(Continuação daqui)
114. A descredibilização da justiça
Se não estivesse em vigor aquela "jurisprudência de cordel" do Tribunal Constitucional (cf. aqui), segundo a qual só eram recorríveis para o Supremo as condenações inovadoras na Relação que implicassem penas de prisão iguais ou superiores a um ano - que não era o meu caso, que estava condenado em pena de multa -, é praticamente certo que o caso tinha morrido no Supremo, com este Tribunal a revogar o acórdão da Relação do Porto.

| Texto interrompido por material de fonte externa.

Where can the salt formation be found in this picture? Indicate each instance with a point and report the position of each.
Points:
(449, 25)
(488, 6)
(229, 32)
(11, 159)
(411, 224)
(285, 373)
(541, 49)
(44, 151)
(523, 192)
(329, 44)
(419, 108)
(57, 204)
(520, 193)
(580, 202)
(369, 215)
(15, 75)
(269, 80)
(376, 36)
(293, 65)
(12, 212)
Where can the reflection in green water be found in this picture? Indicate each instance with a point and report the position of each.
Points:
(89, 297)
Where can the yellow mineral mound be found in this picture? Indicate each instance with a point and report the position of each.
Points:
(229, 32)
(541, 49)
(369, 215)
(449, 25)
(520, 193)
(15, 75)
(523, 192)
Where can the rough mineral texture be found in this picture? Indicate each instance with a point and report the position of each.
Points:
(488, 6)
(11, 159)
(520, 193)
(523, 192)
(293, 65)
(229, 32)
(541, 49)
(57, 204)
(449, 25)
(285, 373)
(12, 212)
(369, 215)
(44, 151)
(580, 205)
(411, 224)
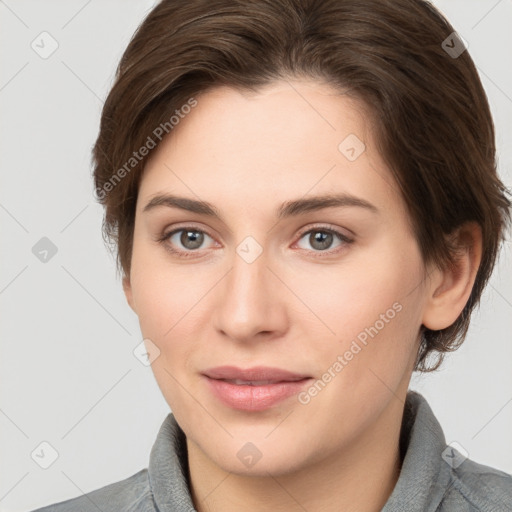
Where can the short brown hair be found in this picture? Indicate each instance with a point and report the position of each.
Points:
(432, 118)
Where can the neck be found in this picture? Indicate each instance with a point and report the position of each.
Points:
(360, 477)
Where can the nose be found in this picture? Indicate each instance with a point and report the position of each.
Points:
(249, 304)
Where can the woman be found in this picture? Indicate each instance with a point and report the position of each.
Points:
(304, 201)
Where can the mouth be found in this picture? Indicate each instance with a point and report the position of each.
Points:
(253, 389)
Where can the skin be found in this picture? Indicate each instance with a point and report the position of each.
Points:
(294, 307)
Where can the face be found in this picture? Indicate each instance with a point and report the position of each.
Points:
(269, 276)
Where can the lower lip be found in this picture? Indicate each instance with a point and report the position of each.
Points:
(254, 398)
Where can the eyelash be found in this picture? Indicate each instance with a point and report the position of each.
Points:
(192, 254)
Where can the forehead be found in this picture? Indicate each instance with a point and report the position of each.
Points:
(286, 140)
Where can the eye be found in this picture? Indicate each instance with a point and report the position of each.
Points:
(321, 239)
(188, 239)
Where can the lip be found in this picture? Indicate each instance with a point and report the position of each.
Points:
(277, 385)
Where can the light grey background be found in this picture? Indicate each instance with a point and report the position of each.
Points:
(68, 375)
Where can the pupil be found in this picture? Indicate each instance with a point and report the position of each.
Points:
(323, 238)
(194, 237)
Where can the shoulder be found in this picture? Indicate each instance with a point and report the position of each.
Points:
(130, 495)
(479, 488)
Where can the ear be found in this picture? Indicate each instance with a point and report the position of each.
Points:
(449, 290)
(127, 288)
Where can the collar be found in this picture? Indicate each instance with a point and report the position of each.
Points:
(420, 486)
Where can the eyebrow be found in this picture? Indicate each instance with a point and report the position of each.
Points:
(287, 209)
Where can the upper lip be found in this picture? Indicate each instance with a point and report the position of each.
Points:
(256, 373)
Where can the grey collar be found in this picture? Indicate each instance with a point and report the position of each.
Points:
(422, 483)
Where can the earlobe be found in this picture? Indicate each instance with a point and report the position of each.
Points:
(449, 289)
(127, 288)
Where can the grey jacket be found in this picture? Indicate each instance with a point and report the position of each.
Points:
(434, 477)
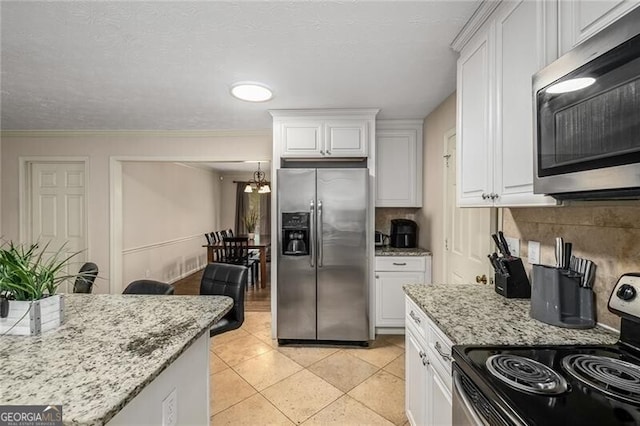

A razão é que, por essa altura (2020-21), o Supremo já tinha produzido vários acórdãos seguindo a jurisprudência do TEDH, afirmando que os tribunais portugueses estavam vinculados a segui-la e recomendando aos tribunais inferiores para a seguir (cf. aqui e aqui).
Na realidade, eu comecei por submeter o recurso ao Supremo, o qual me respondeu que não o podia apreciar por virtude da jurisprudência em vigor, emanada do Tribunal Constitucional.
E este é o ponto a que pretendia chegar - a sujeição do Supremo Tribunal de Justiça ao Tribunal Constitucional. O supremo tribunal do país deixou de ser o Supremo para passar a ser o Constitucional. E isso é uma tragédia para a justiça e para a democracia no país.
É que a maioria dos juízes do TC (sete em treze) não são juízes nenhuns, mas mandatários dos partidos, sobretudo do PS e do PSD. Quando estes partidos governam com o apoio de partidos mais pequenos, toleram que estes indiquem um "juiz" para o Constitucional. Assim, Fátima Mata-Mouros, representando o CDS, foi para o TC quando este partido apoiou o PSD de Passos Coelhos. No governo da geringonça, Clara Sottomayor (que, entretanto se demitiu) foi para o TC em representação do BE e Mariana Canotilho ainda lá está em representação do PCP.
Mariana Canotilho (cf. aqui) é aliás, representativa da maioria dos seus colegas, que não são juízes nenhuns, e que se tornam "juízes" do mais alto tribunal do país sem nunca terem feito um julgamento. São mandatários dos partidos. E, mesmo entre os seis membros do TC que são juízes, são raros aqueles que são juízes do Supremo.
Quer dizer, no Tribunal que está no vértice do sistema judicial português, que faz jurisprudência a que todos os tribunais abaixo dele têm de obedecer, incluindo o Supremo, estão, em maioria, políticos disfarçados de juízes, e mesmo aqueles que são juízes são nomeados pelo poder político.
Esta é a receita certa para a politização da justiça. A politização do Tribunal Constitucional contamina todo o edifício judicial do país. Em breve, todos os tribunais estão a decidir com base em critérios políticos e não judiciais (como o meu caso é um exemplo claro). Os dois principais atributos de uma justiça democrática - a independência e a imparcialidade dos tribunais - desaparecem e, com elas, desaparece também a confiança dos cidadãos na justiça.
Não será preciso acrescentar que este é o estado - o da descredibilização da justiça - a que já chegámos no país.